SOX Whistleblower Protection Does Not Apply Outside U.S., D.C. Circuit Rules

February 1, 2023

 

What's New

The whistleblower retaliation protections of the Sarbanes-Oxley Act do not apply to employees who work overseas for a foreign subsidiary of a U.S.-based corporation, the U.S. Court of Appeals for the District of Columbia Circuit ruled December 23, 2022.

The SOX Act is designed to encourage employees of publicly traded companies to disclose corporate fraud by protecting them from retaliation by their employers.

In Garvey v. Morgan Stanley, an employee of a Morgan Stanley foreign subsidiary told his superiors that company employees allegedly engaged in insider trading, market manipulation, and tax fraud. The employee eventually quit his job and filed a complaint with OSHA, claiming retaliation by Morgan Stanley.  

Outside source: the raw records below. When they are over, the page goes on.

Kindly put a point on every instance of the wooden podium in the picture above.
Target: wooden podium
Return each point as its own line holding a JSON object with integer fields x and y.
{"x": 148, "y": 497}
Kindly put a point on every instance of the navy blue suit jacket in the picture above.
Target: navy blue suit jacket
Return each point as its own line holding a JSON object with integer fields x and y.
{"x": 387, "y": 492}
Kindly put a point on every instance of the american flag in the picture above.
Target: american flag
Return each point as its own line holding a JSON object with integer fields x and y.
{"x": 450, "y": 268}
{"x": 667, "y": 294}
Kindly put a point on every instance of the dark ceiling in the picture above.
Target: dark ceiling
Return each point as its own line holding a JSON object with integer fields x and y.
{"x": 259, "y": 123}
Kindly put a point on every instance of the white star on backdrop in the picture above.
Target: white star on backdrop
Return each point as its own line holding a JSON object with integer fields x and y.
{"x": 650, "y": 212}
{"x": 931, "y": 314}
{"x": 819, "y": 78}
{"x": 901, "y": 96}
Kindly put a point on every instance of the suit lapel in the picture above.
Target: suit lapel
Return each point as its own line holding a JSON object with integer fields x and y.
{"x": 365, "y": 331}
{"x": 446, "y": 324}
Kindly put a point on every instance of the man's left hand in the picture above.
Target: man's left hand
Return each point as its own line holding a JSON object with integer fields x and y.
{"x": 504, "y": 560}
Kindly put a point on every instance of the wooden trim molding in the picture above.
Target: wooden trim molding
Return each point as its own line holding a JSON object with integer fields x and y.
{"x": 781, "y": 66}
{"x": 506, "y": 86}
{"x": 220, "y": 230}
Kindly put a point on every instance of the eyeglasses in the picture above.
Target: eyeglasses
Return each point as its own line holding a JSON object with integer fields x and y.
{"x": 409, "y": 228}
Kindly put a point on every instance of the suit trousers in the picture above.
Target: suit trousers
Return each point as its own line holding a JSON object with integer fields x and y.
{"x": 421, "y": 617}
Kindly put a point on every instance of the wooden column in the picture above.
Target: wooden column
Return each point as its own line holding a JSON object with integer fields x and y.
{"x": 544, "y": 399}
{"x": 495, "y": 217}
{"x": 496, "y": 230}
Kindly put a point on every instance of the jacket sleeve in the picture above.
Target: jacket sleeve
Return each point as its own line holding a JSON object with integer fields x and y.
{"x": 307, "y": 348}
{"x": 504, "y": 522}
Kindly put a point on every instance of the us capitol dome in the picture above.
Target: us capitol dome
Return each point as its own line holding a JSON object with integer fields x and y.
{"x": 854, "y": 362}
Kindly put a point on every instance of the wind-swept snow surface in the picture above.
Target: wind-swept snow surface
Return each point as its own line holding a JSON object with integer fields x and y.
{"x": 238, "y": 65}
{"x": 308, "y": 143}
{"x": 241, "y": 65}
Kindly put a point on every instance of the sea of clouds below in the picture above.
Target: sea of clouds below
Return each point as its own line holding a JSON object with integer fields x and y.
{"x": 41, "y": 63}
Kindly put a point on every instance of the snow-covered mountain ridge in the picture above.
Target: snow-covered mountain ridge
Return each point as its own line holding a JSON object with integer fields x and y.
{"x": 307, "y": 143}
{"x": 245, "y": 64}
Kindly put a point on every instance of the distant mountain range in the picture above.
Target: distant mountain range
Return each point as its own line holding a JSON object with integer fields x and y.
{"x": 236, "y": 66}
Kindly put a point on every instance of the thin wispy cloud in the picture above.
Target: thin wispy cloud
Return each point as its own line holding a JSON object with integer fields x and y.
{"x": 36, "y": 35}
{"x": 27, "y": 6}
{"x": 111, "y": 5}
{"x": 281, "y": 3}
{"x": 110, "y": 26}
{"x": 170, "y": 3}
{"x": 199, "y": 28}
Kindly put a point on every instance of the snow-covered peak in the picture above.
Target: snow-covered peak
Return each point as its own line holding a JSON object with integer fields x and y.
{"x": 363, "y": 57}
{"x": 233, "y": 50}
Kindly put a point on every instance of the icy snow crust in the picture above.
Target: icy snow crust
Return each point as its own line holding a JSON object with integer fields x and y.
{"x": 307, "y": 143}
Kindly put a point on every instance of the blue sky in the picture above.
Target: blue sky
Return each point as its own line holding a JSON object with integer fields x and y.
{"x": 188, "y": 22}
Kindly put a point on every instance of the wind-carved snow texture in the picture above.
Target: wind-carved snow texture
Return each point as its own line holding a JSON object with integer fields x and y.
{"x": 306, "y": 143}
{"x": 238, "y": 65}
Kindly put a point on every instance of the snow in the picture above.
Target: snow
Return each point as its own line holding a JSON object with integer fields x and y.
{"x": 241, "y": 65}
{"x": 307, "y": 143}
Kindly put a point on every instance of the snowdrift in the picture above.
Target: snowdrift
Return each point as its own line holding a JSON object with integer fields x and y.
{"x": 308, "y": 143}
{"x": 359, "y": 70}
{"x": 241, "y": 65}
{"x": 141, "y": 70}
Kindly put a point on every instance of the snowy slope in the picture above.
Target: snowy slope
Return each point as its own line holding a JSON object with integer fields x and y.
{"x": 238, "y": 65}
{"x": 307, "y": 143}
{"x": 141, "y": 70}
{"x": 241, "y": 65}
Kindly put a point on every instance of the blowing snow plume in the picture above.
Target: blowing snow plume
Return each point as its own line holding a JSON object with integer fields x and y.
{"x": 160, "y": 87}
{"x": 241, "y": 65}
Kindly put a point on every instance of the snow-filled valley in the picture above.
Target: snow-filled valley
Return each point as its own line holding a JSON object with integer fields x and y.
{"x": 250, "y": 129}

The D.C. Circuit ruled that SOX does not allow a cause of action based on retaliation against a person who works outside the U.S. It explained that there could be a domestic application of the statute if the relevant conduct occurred in the U.S. However, the court said that Morgan Stanley’s alleged involvement in decisions about Garvey’s employment at Morgan Stanley Asia Limited is insufficient to create a domestic application because allegations of general corporate activity—like decisionmaking—do not suffice to establish a domestic application.

What It Means

The D.C. Circuit’s decision, coming nearly 20 years after the First Circuit ruled the same way, makes it likely that another court would reach the same conclusion.

What You Should Do

Employers with international functions should take note of this ruling, as should potential whistleblowers who work outside the U.S. CWC members can discuss it during a Conversation Corner.